Paul stayed scorching hot and held off a hard-charging
Arthur team. Giant offensive numbers that will get a shout out later overcame
poor pitching numbers for Paul to get him a necessary win to stretch out his
lead on Michael.
Dean edged out Michael in one of the crazier fantasy weeks I
can remember. Michael got off to a incredible start in pitching. He had a 0.40
ERA through 20 innings pitched and Dean’s pitching was scuffling so Michael got
greedy and kept throwing his pitchers. Well, then Jacob DeGrom allowed 8 runs
and that same night 2 of Michael’s closers gave up 5 more earned runs. Dean’s
offense was on fire through Saturday and led the matchup 12-1 or so going into
Sunday. Dean cooled off on Sunday and Michael won most of the tight categories
back to keep his playoff hopes alive.

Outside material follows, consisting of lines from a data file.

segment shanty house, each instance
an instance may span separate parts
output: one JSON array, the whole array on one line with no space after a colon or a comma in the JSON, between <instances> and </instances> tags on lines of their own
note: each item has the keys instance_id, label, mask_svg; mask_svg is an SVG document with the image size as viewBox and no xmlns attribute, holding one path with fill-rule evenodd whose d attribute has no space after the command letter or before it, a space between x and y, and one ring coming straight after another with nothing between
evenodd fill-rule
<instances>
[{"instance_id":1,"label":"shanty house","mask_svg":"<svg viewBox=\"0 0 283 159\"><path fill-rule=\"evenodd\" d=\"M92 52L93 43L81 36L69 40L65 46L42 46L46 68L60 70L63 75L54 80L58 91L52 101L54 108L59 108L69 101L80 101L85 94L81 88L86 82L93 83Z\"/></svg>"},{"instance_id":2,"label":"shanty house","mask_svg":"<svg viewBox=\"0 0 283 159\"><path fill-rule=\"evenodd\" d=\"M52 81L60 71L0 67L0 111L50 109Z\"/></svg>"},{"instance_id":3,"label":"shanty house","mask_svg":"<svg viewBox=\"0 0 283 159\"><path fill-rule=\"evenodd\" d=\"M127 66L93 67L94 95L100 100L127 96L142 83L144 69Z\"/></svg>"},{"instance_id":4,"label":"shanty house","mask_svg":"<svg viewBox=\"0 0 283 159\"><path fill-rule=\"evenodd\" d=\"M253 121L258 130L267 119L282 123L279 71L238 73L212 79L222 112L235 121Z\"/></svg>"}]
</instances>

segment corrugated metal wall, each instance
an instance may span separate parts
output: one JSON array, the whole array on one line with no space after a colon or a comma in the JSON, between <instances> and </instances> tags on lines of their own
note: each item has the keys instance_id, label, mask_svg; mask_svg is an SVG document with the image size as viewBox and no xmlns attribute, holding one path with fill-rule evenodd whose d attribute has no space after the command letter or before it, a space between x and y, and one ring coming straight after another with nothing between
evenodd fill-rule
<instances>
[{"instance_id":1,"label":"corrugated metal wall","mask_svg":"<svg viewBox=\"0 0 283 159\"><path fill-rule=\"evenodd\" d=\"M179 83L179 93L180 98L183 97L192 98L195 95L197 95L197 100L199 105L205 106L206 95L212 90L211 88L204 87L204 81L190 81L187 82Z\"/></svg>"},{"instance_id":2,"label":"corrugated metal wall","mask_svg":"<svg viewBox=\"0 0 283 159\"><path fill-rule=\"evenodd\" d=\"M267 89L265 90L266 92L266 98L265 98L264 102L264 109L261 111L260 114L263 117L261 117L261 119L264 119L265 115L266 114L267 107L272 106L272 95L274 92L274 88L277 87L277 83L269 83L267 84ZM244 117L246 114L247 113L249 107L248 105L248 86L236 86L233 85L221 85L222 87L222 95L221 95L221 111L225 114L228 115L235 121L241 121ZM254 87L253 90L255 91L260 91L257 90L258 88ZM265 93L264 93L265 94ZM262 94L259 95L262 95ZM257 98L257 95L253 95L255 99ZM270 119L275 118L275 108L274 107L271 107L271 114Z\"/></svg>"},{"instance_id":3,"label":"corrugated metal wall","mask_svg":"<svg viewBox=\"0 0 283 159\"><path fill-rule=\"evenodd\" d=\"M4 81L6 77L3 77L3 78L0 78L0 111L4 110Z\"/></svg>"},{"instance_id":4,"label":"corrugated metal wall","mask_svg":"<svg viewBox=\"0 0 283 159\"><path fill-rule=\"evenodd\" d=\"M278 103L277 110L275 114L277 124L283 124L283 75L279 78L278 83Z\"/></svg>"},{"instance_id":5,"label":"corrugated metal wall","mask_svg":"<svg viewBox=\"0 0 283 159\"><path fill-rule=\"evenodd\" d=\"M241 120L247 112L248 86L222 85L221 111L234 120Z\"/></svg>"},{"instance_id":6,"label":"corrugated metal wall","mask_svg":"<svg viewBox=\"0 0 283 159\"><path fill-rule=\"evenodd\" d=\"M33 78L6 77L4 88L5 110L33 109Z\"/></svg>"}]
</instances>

In
most weeks either of these teams put up numbers that would have been monster
worthy, but instead…
Monster of the week: Paul. 108 R+RBI, 93 H to a .335 AVG, 18
HR, high walk and low strikeout totals, plus he had over 50 pitching Ks with 8
saves. Big numbers from the hottest team around right now.
Max of the week: with his first one in awhile, Max wins the Max of the week. No team moves from Max this week led to abysmal offense and missing the innings pitched limit and getting shut out 0-14. Well played, sir.